Additionally, sound may add a welcome new element to old standards. During the 2013 Cheesemonger Invitational, for instance, contestant Katie Carter of Arrowine & Cheese shop in Arlington, Va., topped her “perfect bite” cheese pairing with Pop Rocks, the popping candy made with carbon dioxide. This noisy, textural element, sprinkled on Vermont Creamery’s Cremont, topped with lavender seeds and served on a radish slice, helped Carter win third place in the competition.
Texture, by the way, is the unsung hero of the food world. We tend to notice it most when it doesn’t live up to our expectations: chips that have lost their crispness, gummy bears that have hardened. When creating pairings or meals, texture deserves more focus than we typically give it.
“The mouth is like a guy who gets bored!” Roach says. “The mouth prefers to have a little surprise, a contrast of textures. For example, putting pistachio nuts or croutons in your salad, or adding mix-ins to yogurt. I think that’s one reason why people reach for crackers when they’re eating cheese.”
For those who are deficient in a sense, texture may take on greater importance, as Birnbaum found after her accident. “When I lost my sense of smell, I relied almost purely on texture,” she says. Temperature was important, too: “If something was hot and cold at the same time, like a warm piece of cake with ice cream on top of it, that was amazing.”

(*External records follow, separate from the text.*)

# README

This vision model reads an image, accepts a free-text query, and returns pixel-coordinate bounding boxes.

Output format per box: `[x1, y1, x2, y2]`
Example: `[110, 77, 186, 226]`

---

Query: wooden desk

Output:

Birnbaum, who chronicled her experience in her book Season to Taste (Ecco, 2011), discovered that Ben & Jerry’s ice cream was a mainstay for folks lacking the ability to smell (likely due to the fact that Ben and Jerry’s co-founder Bennett “Ben” Cohen lacks a sense of smell himself). The ice cream “has textural differences,” Birnbaum says. “They use chunks,” which keep each spoonful exciting.
Whether or not you’re in touch with all five senses, don’t discount the value of texture when creating a meal or pairing. A runny, gooey cheese on a crisp cracker will get you there. And it’s yet another reminder to keep your cheese plates diverse. Eating a variety of creamy and crumbly cheeses, strongly fragrant and mild cheeses, and even differently colored cheeses (blues, anybody?) will ensure that your five senses stay happy and hungry for much, much more.